Eventually schedule beckoned and we departed for Columbine Lake and our highest point on this loop, Sawtooth Pass at 11,700 feet. It was a pull up to Columbine but the lake is a classic high alpine water bowl, surrounded only by rock and scattered grass and flower patches eking out an existence in improbable places. Oh, what a trudge up to the pass, always wondering where the pass was. When we finally reached it, my daughter said “a pass is supposed to be lower than the surrounding peaks!” And I probably don’t want to go into the navigation from Sawtooth Pass down to Monarch Lake. I’m sorry, but scouting ahead, below, left and right, I found no discernible trail; Cassie had to carefully make her way down with her bad ankle on scree, slanted rock, foliage hiding marmot holes and generally all manner of ankle twisting impedimenta. Even when we arrived at Monarch Lake and looking back, no trail was to be found visually, and despite showing us right on top of it with GPS, well, it just wasn’t happening. Akin to the Dune series, we experienced no-pass and no-trail in one day. We were quite thankful to have reached Monarch when it was still light and we refilled our water and ate dinner before departing in the dark for our waiting mobile man cave at Mineral King, happy to find that the car munching marmots (yes, that’s a thing….many vehicles had tarps protecting their undersides from hose and wire gnawing teeth… only in California!) had spared our vehicle.

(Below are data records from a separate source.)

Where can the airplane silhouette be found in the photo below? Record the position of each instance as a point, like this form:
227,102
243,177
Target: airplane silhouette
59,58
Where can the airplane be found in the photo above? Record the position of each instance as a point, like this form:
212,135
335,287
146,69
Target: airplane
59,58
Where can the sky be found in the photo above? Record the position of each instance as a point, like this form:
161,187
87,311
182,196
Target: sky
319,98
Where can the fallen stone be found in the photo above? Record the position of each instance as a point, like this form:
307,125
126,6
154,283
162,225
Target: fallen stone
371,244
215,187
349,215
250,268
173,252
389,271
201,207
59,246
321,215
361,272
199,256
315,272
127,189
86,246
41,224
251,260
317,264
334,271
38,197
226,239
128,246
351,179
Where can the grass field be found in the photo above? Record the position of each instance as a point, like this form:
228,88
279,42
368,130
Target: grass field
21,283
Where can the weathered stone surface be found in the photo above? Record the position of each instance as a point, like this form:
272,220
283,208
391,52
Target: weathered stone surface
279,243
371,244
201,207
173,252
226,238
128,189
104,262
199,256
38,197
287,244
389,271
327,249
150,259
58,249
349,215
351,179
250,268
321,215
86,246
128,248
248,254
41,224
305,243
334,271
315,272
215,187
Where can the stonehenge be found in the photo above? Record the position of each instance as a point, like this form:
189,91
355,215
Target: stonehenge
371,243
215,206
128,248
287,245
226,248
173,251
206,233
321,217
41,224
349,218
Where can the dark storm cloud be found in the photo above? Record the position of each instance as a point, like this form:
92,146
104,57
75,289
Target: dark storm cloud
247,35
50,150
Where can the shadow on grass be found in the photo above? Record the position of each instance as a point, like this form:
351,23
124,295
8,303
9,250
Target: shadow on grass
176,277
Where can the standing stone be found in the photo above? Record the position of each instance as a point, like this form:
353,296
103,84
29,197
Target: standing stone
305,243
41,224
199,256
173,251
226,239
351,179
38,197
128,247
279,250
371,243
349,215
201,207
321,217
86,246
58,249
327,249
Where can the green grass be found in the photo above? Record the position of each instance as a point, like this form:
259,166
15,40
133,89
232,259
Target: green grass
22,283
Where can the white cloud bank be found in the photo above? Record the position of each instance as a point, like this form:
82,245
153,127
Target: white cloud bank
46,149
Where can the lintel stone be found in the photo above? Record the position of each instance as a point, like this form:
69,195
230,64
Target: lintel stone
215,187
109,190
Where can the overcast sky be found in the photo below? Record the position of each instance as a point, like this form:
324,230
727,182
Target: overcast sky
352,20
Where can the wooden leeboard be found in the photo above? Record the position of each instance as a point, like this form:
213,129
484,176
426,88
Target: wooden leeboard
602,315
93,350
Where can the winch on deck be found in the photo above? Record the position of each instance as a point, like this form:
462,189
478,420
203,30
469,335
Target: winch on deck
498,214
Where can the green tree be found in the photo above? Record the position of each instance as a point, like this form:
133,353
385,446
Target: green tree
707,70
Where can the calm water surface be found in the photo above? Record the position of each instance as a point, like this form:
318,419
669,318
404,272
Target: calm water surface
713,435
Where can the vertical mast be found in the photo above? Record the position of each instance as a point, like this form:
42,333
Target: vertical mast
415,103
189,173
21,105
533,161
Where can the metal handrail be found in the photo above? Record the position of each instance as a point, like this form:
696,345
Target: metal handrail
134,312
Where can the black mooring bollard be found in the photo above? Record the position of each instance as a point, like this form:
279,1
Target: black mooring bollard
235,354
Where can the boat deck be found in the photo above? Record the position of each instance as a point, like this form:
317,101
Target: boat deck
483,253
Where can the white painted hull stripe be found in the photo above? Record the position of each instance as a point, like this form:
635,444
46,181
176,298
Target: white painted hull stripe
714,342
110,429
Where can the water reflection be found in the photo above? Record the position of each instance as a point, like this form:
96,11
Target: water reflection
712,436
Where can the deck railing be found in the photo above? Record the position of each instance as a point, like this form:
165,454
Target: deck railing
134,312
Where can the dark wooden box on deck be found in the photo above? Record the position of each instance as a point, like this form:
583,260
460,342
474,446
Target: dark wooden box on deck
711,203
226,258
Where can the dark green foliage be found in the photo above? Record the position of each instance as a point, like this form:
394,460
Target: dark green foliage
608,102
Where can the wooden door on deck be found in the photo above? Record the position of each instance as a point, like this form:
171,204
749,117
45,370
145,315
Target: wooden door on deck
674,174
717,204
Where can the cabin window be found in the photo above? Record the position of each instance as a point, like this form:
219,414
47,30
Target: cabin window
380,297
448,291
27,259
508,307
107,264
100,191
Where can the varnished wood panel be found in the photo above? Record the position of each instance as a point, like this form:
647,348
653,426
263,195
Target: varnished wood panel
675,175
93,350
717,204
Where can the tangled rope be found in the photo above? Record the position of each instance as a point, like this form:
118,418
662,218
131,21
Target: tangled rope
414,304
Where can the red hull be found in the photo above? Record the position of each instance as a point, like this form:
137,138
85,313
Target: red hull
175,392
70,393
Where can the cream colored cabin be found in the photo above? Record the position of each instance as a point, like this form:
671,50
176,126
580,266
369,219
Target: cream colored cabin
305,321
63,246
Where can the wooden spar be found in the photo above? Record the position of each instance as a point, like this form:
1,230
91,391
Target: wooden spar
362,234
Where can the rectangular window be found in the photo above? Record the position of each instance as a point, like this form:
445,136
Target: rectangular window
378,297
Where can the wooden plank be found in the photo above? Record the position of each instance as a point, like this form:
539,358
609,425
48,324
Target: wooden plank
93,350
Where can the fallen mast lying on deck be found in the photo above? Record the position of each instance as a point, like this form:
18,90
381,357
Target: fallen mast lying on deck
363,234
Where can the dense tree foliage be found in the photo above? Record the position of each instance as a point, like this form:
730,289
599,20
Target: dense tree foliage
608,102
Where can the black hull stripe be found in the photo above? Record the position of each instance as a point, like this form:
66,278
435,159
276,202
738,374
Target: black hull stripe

Yes, we made it with no further injury, but the lateness necessitated sleeping at the trail head and departing early the next morning down that horror of a road, made even worse by constantly riding the brakes despite being in second gear the entire time.
Once the pain subsided and the serpentine road was behind us, we both agreed that the vistas in Sequoia on the Nine Lakes loop made every painful moment well worth it. What a splendid place!